2008年02月04日

暴走する「日米同盟」の虚偽と違法性

 先日、NHKが特集番組で、日米関係の今を考えるという3回の放送を行った。
 1回目が日米同盟、2回目がグローバル経済、3回目がプロ野球の話だった。

 私は、一昨日、その第1回の、「日米同盟」に関する放送の再放送を見た。録画もしてある。

 最初に言っておくと、この番組は明らかに国策番組である。日米同盟の必要性を強調するためだけの番組であった。登場し発言する人物は、高村外相、石波防衛相、そして防衛省の官僚とそのOBだけであった。
 彼らは、ひたすら、「日米同盟」 なるものの必要性と重要性を強調していた。

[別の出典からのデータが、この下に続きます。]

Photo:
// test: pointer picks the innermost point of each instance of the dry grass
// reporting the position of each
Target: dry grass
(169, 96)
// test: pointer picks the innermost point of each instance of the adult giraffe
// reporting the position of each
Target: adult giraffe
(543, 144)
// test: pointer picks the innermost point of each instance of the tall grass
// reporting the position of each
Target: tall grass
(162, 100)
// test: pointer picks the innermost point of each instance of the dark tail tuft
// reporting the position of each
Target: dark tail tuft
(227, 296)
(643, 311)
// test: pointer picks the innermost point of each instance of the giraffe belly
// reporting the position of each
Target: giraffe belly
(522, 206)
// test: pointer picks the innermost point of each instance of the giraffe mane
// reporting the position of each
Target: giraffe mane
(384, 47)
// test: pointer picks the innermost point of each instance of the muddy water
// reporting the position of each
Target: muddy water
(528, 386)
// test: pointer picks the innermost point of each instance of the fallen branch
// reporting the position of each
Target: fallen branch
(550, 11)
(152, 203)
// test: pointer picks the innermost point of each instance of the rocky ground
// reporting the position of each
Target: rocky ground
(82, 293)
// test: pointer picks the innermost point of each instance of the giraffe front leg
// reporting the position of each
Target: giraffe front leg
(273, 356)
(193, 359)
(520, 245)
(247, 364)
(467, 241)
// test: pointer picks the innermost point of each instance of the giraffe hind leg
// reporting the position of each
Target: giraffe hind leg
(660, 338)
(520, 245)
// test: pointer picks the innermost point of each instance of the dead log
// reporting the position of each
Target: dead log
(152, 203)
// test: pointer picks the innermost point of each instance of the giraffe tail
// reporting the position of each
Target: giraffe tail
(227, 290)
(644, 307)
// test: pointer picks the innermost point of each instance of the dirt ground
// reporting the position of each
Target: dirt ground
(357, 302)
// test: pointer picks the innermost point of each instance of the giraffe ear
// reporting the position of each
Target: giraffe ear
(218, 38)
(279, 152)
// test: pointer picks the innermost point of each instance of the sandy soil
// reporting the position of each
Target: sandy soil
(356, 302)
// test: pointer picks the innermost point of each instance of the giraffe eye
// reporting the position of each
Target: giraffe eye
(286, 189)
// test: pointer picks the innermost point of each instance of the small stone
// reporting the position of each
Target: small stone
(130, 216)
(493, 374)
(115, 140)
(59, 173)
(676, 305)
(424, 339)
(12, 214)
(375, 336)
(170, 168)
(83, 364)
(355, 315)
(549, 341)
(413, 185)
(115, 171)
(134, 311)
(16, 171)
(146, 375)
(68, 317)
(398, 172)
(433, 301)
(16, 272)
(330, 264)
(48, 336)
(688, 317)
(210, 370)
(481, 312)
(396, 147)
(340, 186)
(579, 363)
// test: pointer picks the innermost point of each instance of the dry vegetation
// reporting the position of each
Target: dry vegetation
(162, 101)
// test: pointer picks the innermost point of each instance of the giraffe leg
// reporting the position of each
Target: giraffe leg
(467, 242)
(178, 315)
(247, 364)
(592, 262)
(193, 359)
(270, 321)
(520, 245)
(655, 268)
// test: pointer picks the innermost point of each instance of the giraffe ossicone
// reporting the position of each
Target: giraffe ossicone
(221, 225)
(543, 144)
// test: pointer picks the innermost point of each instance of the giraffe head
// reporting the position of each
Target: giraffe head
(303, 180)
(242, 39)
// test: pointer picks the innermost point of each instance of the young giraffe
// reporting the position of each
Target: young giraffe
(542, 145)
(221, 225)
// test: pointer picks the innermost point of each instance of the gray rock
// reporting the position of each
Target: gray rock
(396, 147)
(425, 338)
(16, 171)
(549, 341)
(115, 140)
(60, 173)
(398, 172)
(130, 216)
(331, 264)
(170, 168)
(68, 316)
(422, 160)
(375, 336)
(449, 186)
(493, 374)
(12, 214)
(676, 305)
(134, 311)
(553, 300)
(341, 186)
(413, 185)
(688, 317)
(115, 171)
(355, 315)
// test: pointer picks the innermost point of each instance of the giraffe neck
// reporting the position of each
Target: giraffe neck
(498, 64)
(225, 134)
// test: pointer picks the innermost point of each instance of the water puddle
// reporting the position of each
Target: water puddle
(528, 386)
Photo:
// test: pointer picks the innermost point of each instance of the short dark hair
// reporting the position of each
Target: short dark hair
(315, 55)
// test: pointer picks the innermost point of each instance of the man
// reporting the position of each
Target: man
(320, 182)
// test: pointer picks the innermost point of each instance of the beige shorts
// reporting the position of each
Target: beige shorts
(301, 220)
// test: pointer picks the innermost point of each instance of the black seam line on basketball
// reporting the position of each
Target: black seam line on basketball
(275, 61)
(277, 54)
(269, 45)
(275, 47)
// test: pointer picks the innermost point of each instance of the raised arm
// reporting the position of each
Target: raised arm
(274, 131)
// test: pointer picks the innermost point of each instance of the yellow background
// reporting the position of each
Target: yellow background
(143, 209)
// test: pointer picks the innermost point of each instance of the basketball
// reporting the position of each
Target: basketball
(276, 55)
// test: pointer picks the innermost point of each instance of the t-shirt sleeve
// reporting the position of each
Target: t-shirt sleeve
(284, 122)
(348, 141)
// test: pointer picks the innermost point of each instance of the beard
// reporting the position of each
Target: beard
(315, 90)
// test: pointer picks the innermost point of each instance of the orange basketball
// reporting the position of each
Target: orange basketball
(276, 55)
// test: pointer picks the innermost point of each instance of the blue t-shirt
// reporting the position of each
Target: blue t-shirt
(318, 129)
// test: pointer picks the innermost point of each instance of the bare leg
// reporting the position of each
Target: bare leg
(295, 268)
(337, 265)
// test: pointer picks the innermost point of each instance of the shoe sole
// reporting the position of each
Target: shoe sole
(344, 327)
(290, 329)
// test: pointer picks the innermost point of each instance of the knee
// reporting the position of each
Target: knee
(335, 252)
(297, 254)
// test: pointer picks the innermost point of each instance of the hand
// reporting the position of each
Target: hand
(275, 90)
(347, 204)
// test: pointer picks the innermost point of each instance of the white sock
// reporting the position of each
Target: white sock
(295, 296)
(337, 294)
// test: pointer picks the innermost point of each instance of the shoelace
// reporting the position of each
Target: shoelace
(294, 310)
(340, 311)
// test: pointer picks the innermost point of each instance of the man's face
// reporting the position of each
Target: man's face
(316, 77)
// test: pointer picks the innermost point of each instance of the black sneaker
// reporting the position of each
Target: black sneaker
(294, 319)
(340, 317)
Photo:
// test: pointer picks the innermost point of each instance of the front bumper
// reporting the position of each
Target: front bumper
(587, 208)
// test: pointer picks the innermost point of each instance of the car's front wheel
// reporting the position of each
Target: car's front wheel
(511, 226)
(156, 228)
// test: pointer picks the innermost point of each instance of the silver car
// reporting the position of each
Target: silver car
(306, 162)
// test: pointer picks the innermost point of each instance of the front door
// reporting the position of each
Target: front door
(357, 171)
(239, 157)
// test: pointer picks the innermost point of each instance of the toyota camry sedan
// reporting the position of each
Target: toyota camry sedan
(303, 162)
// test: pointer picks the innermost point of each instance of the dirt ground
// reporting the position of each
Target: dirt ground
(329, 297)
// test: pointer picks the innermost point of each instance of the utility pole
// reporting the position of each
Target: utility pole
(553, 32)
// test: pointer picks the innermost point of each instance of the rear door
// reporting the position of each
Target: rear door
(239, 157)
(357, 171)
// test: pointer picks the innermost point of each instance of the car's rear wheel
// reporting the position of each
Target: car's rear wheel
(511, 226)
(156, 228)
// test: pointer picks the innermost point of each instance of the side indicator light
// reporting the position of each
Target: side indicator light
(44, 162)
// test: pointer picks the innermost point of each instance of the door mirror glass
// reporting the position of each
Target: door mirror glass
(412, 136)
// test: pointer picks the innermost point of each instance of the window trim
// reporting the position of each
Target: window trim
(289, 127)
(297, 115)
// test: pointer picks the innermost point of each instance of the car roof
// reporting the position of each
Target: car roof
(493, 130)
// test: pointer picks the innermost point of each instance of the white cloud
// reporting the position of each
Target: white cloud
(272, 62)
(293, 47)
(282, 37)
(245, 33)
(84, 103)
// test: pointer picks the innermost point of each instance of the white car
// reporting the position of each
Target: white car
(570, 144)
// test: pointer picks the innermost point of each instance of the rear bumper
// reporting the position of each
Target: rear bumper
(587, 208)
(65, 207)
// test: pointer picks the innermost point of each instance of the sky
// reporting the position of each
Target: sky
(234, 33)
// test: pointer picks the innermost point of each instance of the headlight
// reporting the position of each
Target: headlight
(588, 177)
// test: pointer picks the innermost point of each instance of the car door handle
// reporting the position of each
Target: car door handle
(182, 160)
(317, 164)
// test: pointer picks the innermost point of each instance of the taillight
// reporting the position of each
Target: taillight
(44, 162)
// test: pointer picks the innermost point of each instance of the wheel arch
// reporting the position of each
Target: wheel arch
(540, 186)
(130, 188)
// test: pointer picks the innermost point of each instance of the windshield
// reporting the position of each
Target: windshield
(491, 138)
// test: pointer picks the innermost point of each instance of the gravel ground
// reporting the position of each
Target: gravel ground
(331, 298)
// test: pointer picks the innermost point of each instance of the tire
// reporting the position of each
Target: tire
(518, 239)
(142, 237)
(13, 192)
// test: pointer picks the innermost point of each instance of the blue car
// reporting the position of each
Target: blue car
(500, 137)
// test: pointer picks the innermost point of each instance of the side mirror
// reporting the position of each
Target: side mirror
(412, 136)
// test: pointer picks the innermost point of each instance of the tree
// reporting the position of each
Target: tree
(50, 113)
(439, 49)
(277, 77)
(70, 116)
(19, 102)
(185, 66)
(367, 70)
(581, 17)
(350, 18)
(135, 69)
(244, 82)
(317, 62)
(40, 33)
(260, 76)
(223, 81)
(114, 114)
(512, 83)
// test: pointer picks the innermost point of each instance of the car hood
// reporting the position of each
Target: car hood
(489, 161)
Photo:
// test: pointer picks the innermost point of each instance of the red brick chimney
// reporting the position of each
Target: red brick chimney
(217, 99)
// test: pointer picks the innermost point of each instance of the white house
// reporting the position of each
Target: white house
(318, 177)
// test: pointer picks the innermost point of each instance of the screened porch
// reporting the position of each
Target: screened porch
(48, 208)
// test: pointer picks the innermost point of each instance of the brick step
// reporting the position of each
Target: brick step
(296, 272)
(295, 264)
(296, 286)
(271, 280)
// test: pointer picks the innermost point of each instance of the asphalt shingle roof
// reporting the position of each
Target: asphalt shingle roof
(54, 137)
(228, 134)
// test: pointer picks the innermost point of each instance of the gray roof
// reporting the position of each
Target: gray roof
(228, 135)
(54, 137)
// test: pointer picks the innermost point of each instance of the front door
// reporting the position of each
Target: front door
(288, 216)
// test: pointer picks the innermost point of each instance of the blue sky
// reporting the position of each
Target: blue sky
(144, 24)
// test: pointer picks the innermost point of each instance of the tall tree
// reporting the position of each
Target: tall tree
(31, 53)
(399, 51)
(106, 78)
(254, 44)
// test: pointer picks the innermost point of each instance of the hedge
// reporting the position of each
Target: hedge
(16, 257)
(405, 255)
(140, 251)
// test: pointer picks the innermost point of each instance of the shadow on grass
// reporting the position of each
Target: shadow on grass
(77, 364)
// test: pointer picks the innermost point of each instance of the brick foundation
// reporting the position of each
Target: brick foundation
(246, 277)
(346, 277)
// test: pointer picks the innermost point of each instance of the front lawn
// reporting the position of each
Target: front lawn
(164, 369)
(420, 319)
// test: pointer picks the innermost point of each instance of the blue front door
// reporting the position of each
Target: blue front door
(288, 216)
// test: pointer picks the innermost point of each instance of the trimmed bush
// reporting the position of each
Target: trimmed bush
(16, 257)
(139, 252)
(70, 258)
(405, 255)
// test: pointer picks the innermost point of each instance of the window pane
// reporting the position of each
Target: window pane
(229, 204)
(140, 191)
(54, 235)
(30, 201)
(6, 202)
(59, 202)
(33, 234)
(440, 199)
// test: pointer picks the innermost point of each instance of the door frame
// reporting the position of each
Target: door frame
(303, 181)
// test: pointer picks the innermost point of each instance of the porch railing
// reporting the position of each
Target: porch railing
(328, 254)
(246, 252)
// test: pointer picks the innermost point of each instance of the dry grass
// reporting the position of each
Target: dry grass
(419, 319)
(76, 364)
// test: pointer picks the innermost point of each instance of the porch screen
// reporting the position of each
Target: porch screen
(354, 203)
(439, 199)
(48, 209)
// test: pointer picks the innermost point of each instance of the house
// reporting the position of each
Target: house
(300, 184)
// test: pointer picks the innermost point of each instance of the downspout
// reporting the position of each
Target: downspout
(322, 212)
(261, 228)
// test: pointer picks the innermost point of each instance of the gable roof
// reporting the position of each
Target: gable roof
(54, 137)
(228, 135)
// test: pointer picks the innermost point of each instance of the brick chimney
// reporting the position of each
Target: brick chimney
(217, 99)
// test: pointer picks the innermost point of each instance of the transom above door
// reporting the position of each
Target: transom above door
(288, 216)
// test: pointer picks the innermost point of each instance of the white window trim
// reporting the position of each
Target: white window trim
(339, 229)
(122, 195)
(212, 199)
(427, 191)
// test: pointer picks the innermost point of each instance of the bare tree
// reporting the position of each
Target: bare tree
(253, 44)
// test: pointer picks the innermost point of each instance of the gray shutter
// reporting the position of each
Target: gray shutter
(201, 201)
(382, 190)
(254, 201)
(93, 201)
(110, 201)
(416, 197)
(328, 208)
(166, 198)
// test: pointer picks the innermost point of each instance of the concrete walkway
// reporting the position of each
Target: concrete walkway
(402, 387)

例として引かれたのが、先日ハワイ沖で弾道ミサイルの迎撃実験を行った、イージス艦「こんごう」を含めた、ミサイル防衛の話と、第一次湾岸戦争で、日本が130億ドルもの資金協力をしながら、かえって非難をされた事例をあげていた。

 いわく、北朝鮮からのミサイルがアメリカを狙っていた時、日本はそれを迎撃しないのか?日米の緊密なネットワーク(アメリカが一方的に主導している)で運営されるイージス艦システムを、日本の防衛にしか使わないのが許されるのか?また、資金協力だけで、大国としての国際的役割を果たしていると言えるのか?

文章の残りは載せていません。